The funny thing is that I am not sure anyone at the store knows that I am a priest. I usually shop on my days off, so I rarely, if ever, have shopped in my collar. Part of me is happy to have a place where I am not Jennifer the priest. I am able to be just the regular with the engaging kids. But part of me wishes I were known as Jennifer the priest. Though I joked about being the store chaplain, there is a part of me that really would love to be known as a pastoral resource for the everyday people we have come to know at our favorite store.
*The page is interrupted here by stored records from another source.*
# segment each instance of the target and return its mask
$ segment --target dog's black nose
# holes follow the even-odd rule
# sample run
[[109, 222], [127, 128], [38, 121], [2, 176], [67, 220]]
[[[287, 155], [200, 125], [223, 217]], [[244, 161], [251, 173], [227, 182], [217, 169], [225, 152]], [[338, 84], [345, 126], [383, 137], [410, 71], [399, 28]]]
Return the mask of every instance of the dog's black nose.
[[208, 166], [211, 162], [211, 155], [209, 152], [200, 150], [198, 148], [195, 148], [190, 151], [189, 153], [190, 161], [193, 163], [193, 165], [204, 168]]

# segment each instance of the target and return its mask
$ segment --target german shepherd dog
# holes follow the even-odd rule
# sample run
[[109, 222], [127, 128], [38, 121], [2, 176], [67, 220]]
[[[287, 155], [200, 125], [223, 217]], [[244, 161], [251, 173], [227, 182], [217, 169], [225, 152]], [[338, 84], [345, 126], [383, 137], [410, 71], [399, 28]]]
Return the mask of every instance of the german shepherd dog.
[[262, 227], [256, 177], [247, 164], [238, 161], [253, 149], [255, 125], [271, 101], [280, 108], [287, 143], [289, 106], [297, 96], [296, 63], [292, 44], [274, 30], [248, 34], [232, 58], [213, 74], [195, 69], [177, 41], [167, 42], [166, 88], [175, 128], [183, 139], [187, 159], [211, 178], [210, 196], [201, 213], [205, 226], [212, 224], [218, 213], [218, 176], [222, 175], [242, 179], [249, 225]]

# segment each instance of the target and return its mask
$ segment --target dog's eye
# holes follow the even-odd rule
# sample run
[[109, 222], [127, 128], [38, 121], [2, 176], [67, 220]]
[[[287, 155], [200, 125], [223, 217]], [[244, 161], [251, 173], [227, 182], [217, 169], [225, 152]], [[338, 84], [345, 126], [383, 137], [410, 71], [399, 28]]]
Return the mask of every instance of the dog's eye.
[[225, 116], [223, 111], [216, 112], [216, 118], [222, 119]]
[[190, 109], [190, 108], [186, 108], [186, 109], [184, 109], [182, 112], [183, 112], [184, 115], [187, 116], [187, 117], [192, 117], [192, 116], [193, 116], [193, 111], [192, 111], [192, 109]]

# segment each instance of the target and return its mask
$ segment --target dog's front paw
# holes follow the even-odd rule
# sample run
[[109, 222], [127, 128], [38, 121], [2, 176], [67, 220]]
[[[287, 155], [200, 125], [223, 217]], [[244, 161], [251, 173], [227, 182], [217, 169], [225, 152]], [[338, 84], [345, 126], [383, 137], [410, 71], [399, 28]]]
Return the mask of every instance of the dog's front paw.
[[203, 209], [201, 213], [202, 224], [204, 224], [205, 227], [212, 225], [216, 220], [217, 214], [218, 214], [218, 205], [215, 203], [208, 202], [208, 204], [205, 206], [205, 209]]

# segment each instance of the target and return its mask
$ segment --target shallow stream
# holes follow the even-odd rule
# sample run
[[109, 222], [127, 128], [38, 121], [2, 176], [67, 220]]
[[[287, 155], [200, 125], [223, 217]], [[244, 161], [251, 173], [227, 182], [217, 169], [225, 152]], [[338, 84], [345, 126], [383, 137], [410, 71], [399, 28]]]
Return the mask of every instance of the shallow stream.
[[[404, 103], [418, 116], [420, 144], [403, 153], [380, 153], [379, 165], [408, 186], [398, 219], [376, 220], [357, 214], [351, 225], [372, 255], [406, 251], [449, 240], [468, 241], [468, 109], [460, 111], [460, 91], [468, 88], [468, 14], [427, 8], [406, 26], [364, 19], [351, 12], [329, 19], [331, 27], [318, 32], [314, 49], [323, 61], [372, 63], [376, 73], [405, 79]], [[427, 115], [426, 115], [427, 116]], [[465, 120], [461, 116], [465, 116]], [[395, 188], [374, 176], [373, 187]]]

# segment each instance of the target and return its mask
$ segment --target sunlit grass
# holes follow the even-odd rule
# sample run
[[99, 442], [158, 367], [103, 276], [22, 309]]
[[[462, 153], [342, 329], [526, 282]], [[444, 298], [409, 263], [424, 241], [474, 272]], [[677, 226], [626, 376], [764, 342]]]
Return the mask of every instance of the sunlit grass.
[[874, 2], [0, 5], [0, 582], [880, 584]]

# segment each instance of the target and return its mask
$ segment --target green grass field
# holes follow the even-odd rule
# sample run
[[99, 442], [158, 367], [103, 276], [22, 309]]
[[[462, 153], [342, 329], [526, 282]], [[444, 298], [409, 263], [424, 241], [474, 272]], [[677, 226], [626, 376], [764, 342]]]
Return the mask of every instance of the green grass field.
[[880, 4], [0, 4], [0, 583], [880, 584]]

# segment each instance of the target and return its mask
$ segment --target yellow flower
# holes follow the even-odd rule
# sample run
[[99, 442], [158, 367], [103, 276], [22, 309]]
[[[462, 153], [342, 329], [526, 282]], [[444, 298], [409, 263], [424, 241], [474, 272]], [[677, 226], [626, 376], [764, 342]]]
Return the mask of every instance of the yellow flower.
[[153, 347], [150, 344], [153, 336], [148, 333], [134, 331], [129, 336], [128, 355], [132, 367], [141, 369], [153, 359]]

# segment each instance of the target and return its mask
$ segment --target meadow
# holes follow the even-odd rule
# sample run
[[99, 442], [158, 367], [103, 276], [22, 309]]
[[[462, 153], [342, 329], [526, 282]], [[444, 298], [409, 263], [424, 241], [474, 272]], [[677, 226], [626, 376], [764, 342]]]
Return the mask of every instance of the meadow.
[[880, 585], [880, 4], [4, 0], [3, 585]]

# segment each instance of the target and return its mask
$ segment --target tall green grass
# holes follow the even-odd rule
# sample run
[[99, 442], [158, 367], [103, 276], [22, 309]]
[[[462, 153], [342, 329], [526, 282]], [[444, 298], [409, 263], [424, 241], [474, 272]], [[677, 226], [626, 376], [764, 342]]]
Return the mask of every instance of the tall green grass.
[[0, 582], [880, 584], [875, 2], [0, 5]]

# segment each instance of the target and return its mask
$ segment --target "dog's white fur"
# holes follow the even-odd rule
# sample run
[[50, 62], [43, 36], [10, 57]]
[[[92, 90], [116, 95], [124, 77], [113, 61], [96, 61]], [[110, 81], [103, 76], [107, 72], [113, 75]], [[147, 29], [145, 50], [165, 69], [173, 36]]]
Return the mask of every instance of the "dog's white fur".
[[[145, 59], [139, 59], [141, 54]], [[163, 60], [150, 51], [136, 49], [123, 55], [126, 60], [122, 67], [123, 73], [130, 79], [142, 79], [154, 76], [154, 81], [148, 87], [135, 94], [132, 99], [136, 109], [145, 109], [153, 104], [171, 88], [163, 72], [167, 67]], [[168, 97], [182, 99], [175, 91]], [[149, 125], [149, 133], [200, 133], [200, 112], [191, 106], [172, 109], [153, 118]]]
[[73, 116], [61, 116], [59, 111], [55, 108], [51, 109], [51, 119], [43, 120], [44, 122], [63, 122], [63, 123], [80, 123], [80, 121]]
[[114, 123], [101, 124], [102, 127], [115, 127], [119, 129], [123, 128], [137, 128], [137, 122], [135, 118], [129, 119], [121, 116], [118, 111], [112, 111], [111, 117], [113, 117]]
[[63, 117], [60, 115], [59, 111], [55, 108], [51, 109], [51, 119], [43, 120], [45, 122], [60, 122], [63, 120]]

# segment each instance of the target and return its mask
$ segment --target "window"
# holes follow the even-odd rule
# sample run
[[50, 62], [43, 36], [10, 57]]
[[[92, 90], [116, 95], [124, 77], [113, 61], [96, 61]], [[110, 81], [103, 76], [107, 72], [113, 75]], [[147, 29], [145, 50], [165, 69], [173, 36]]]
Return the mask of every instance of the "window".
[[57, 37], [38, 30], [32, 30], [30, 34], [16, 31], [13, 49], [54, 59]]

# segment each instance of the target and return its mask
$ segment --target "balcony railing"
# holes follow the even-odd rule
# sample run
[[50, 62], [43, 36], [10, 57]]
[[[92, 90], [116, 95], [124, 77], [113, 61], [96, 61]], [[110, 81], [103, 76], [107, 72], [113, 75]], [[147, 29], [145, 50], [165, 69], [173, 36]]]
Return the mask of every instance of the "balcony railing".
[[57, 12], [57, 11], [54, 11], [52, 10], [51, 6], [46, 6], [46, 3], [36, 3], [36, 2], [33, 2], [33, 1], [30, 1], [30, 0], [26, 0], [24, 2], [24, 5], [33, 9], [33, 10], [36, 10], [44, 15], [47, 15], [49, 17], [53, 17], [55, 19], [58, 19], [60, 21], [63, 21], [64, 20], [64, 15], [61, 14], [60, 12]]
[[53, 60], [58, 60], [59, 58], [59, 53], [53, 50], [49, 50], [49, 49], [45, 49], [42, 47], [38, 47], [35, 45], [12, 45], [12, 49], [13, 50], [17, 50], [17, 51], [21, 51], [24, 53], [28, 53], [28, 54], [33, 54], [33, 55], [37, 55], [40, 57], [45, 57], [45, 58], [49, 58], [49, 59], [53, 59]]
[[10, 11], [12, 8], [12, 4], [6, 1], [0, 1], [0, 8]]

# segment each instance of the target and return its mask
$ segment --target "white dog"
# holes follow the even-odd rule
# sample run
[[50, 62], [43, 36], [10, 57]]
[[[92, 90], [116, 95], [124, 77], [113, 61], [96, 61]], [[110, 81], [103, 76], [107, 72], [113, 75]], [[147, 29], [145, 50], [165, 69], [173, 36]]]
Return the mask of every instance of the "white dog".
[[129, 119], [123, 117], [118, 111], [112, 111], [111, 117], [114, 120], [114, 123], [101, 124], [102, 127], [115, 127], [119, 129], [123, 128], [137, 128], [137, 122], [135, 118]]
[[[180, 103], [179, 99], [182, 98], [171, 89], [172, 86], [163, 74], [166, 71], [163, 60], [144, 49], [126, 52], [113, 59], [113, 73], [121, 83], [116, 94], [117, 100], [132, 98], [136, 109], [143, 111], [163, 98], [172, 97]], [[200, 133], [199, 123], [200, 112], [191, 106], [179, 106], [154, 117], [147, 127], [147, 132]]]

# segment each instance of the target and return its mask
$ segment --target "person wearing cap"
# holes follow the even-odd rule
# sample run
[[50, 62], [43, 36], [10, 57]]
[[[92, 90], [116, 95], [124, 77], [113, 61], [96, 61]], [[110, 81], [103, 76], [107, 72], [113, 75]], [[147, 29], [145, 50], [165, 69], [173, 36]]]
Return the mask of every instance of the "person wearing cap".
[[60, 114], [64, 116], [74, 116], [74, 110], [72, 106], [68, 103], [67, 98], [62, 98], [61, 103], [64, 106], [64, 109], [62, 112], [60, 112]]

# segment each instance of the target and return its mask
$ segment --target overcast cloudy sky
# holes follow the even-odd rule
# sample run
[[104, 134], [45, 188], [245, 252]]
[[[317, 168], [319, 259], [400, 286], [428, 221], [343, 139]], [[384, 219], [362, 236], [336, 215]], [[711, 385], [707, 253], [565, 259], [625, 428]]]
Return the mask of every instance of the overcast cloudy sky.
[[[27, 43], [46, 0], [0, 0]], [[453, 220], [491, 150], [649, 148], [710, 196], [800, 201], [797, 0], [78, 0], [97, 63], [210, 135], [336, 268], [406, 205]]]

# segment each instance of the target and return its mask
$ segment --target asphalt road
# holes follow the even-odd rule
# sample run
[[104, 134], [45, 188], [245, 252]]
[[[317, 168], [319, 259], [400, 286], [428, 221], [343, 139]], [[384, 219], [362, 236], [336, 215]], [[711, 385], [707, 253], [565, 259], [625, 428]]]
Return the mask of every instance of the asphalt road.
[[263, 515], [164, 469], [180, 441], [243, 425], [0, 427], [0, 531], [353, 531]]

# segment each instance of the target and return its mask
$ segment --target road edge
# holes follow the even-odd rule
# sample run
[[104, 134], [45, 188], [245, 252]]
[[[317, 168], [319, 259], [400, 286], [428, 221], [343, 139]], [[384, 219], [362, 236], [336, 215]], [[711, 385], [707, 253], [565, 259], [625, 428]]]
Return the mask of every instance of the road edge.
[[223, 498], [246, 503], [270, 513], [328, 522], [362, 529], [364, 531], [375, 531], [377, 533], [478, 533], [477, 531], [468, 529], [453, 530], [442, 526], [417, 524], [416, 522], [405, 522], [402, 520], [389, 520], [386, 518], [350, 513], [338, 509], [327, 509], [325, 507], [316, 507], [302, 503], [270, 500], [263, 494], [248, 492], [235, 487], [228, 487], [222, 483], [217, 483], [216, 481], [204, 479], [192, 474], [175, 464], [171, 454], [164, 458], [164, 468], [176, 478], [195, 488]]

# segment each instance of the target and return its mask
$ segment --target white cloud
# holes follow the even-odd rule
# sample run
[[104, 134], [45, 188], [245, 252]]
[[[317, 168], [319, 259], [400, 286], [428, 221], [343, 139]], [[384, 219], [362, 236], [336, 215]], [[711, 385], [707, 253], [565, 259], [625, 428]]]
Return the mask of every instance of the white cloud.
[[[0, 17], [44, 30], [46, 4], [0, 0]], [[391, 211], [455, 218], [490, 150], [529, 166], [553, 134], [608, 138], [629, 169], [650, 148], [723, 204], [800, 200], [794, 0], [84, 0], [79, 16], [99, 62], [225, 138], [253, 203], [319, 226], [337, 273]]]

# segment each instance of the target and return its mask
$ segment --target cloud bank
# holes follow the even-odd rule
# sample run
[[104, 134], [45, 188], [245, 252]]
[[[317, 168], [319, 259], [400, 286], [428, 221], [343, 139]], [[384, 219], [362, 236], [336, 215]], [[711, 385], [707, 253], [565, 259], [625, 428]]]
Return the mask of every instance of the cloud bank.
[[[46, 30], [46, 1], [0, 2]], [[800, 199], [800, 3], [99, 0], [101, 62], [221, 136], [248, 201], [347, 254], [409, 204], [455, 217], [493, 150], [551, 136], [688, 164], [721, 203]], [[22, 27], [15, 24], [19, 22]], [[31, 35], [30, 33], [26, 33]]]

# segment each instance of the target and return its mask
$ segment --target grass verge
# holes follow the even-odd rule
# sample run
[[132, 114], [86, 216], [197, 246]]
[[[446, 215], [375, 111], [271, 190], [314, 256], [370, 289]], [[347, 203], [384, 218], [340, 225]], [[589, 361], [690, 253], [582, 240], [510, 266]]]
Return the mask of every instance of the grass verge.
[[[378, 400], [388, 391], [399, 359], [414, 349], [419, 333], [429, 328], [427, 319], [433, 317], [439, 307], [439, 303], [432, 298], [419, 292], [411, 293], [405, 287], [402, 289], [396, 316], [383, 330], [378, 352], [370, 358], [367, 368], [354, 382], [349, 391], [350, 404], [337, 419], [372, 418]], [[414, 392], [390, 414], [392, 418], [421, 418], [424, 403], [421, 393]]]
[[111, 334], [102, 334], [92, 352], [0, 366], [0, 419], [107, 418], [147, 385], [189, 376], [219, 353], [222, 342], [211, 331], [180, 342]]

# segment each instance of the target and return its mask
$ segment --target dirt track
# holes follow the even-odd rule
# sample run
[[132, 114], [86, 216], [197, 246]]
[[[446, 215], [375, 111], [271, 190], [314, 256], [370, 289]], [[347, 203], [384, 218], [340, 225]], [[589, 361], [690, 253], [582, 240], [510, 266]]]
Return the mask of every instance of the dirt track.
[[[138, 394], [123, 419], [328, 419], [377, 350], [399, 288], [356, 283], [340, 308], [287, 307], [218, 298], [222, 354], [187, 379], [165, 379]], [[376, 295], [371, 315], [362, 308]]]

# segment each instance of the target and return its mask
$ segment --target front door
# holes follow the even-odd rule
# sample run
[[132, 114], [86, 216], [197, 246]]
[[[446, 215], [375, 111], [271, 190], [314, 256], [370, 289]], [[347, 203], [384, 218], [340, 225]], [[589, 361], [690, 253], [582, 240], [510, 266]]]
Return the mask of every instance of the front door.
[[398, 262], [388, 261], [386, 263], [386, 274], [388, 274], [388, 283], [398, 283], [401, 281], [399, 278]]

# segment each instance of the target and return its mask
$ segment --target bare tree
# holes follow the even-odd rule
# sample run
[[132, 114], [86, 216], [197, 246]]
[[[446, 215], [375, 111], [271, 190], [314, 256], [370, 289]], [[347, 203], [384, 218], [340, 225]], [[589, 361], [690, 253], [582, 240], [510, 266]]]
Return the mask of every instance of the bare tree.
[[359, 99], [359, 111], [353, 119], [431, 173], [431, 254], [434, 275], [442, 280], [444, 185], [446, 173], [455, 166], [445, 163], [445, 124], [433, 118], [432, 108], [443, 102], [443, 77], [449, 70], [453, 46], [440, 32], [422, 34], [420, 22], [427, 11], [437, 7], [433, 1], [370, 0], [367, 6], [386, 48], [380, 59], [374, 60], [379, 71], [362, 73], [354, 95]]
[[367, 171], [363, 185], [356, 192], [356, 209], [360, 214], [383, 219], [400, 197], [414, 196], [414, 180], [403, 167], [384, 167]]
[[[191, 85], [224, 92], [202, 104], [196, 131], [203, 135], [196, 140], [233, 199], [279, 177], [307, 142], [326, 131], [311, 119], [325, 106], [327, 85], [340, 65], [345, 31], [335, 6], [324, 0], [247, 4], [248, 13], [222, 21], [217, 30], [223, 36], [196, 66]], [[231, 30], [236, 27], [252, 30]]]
I have been thinking about that realization this week, and I have come to a few conclusions. One, I realized this store is sort of like that bar in the TV Show Cheers – a place where everybody knows your name. There is something to being known and feeling welcome that is quite comforting. In fact, when we first relocated to Long Island, this store was one of the first ones I sought out because the store is the same no matter where you go. I enjoyed that familiarity. Two, though familiarity is nice, it is not the same as having people who really know you – not just the outside stuff, but all of your story: the trials you have faced, the joys you have celebrated, and challenges you have conquered. And three, there is only so much one can expect from an hour each week – especially when there is so much going on: product to reshelf, samples to push, receipts to check.
What struck me is that what I am looking for at this store is what many of us are looking for when we come to church. Yes, we want to seek and serve Christ in all persons and we want an experience with God, but we also want a community that makes us feel welcome and where we can be known and loved. We want a place where people are glad we came, and who are willing to pull up a chair (or bar stool) and talk about real life. And just like with church, there will only be so much we can do with one hour on a Sunday. If we are in and out, enjoying the busyness of worship without engaging in anything else, we will find true fulfillment difficult. What I am still unsure about is whether “church” has to take place in a building with a steeple, or whether we can make “church” happen elsewhere – even in the line for samples.